# 2. Importing Packages That Aren't In Snowflake's Anaconda Channel

Now we're going to create and backtest a strategy within Snowpark using our initial data and the ML prediction.

In this lab you will learn how to:

1. Create a session for Snowpark with Snowflake
2. Create a SPROC in Snowflake, and include packages that aren't in Snowflake's Anaconda Channel yet
3. Migrate the SPROC to a vectorised UDTF functionality for better scalability

## Prerequisites:
Part 1. is assumed to have been fully executed

In [1]:
import json
import pandas as pd
from snowflake.snowpark.session import Session
from snowflake.snowpark.types import PandasDataFrameType, IntegerType, StringType, FloatType, DateType, Variant
from snowflake.ml._internal.utils import identifier
import backtesting as bt
from backtesting.lib import crossover



# 2.1 Reading Snowflake Connection Details, create a Session 

TODO: Update your json path for your credentials

In [3]:
snowflake_connection_cfg = json.loads(open("/home/harry/Development/Hol2.0-FS-Predictions/creds.json").read()) # <--- Update here
session = Session.builder.configs(snowflake_connection_cfg).create()
session.sql("USE DATABASE HOL_DEMO").collect()
session.sql("CREATE OR REPLACE STAGE YOUR_STAGE").collect()
session.sql("CREATE OR REPLACE WAREHOUSE ASYNC_WH WITH WAREHOUSE_SIZE='MEDIUM' WAREHOUSE_TYPE = 'SNOWPARK-OPTIMIZED'").collect()

[Row(status='Warehouse ASYNC_WH successfully created.')]

# 2.2.1 Let's run a SPROC

TODO: Just run the cell!

In [4]:
def hello_world(session: Session) -> Variant:
    return "hello world"

# Register sproc
hello_world_demo = session.sproc.register(
                              func=hello_world, 
                              name='hello_world', 
                              is_permanent=True, 
                              replace=True,
                              stage_location='@HOL_DEMO.PUBLIC.YOUR_STAGE', 
                              packages=['snowflake-snowpark-python'])
# Call sproc
hello_world_demo()

'"hello world"'

# 2.2.2 Trying to Create a SPROC Using the python BACKTEST library

TODO: Just run the cell!

In [5]:
def sproc_test_backtesting(session: Session) -> Variant:
    import backtesting as bt
    return "It works!"

# Register sproc
sproc_test_backtesting_demo = session.sproc.register(
                              func=sproc_test_backtesting, 
                              name='YOUR_SPROC_NAME', 
                              is_permanent=True, 
                              replace=True,
                              stage_location='@YOUR_STAGE', 
                              packages=['snowflake-snowpark-python', 'backtesting', 'bokeh'])
# Call sproc
sproc_test_backtesting_demo()

RuntimeError: Cannot add package backtesting because it is not available in Snowflake and Session.custom_package_usage_config['enabled'] is not set to True.
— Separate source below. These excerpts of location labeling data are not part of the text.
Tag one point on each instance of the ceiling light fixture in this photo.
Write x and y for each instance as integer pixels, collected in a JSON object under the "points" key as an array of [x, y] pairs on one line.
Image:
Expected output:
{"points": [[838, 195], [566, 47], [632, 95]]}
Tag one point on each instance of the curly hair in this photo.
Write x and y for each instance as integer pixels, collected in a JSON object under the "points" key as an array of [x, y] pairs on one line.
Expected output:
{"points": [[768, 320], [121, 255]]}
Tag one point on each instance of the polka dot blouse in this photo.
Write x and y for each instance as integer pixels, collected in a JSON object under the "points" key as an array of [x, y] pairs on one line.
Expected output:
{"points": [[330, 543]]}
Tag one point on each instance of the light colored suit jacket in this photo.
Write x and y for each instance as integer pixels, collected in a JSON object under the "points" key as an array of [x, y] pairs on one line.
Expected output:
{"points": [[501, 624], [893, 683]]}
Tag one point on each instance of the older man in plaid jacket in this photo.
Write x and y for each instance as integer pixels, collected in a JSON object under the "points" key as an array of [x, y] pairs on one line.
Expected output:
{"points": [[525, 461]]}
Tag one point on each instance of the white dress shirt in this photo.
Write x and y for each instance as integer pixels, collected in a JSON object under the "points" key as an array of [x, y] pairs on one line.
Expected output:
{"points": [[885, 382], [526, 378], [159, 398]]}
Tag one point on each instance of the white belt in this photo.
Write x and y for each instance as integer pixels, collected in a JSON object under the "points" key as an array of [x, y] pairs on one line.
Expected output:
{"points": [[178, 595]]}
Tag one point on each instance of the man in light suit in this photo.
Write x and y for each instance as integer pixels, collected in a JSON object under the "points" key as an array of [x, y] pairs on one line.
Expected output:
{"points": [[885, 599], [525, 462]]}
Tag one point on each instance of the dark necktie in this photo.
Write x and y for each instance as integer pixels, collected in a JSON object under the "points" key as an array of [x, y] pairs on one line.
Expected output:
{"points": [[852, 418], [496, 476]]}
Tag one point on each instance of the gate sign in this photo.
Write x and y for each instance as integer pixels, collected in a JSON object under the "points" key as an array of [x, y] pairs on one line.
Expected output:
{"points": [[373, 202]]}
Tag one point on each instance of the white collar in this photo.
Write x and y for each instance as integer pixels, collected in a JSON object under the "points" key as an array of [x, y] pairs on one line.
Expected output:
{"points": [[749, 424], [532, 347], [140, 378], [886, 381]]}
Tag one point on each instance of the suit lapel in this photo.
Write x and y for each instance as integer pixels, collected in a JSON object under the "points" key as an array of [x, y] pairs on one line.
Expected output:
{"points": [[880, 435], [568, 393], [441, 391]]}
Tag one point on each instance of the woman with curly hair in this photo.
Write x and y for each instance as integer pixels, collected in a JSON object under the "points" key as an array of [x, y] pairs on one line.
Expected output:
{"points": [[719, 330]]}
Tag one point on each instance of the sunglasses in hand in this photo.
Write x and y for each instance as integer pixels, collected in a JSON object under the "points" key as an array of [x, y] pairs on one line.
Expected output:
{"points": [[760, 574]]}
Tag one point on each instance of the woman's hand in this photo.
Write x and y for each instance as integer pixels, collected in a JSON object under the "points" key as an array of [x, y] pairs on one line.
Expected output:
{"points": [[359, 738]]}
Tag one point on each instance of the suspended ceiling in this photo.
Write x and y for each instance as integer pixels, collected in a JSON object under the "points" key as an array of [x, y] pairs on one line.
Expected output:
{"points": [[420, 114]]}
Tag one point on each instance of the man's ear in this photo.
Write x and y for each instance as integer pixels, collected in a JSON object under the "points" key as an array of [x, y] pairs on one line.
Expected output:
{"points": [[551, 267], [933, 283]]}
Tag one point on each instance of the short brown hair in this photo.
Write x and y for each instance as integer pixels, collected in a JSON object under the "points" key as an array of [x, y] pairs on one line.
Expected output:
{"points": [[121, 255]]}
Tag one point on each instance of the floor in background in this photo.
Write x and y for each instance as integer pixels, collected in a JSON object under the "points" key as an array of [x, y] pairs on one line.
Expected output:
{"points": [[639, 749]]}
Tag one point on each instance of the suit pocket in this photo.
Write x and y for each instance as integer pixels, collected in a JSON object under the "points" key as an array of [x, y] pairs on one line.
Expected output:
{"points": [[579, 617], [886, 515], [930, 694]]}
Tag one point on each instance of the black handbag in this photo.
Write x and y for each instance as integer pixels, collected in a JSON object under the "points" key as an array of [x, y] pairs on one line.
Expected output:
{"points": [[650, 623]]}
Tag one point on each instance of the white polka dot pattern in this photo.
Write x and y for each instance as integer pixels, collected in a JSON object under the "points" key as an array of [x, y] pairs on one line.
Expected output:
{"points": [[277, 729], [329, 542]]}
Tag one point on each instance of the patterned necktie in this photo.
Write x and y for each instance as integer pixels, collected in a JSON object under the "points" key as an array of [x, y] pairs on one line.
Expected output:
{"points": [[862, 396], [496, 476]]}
To upload these packages, you can set it to True or find the directory of these packages and add it via Session.add_import. See details at https://docs.snowflake.com/en/developer-guide/snowpark/python/creating-udfs.html#using-third-party-packages-from-anaconda-in-a-udf.

Disaster!  Apparently Backtesting isn't available in Snowflake's Anaconda Channel (YET), but not to worry, we have a fix

See here for the full list of available packages https://repo.anaconda.com/pkgs/snowflake/

# 2.2.3 Trying to Create a SPROC Using the python BACKTEST library

TODO: 

1. Open up your browswer and log in to Snowflake, copy 'wheel_loader.py' and 'Backtesting-0.3.4.dev30+g0ce24d8-py3-none-any.whl' to Your_Stage (Data-> DataBases -> HOL_DEMO -> PUBLIC -> STAGES)
2. Run the cell

Note you can do this programmatically with SNOWCLI, but this is an easy way for this demo.  Further reading - https://www.askpython.com/python/examples/wheel-for-python-package if you want to learn how to create a whl file from scratch

In [None]:
# Define sproc to test that the import was successful
def sproc_test_backtesting(session: Session) -> Variant:
    import wheel_loader
    wheel_loader.load('Backtesting-0.3.4.dev30+g0ce24d8-py3-none-any.whl')
    import pandas as pd
    import backtesting as bt
    return "It works!"

# Register sproc
sproc_test_backtesting_demo = session.sproc.register(
                              func=sproc_test_backtesting, 
                              name='YOUR_SPROC_NAME', 
                              is_permanent=True, 
                              replace=True,
                              stage_location='@YOUR_STAGE', 
                              packages=['snowflake-snowpark-python', 'bokeh'], # Needed as dependency
                              imports=["@YOUR_STAGE/wheel_loader.py",
                                       "@YOUR_STAGE/Backtesting-0.3.4.dev30+g0ce24d8-py3-none-any.whl"])
# Call sproc
sproc_test_backtesting_demo()

# 2.2.4 Using the Backtest library locally

TODO: Optional - update the Strategy as you see fit

In [None]:
# Create Strategy
def MovingAverage(closes:pd.Series, n:int) -> pd.Series:
    return pd.Series(closes).rolling(n).mean()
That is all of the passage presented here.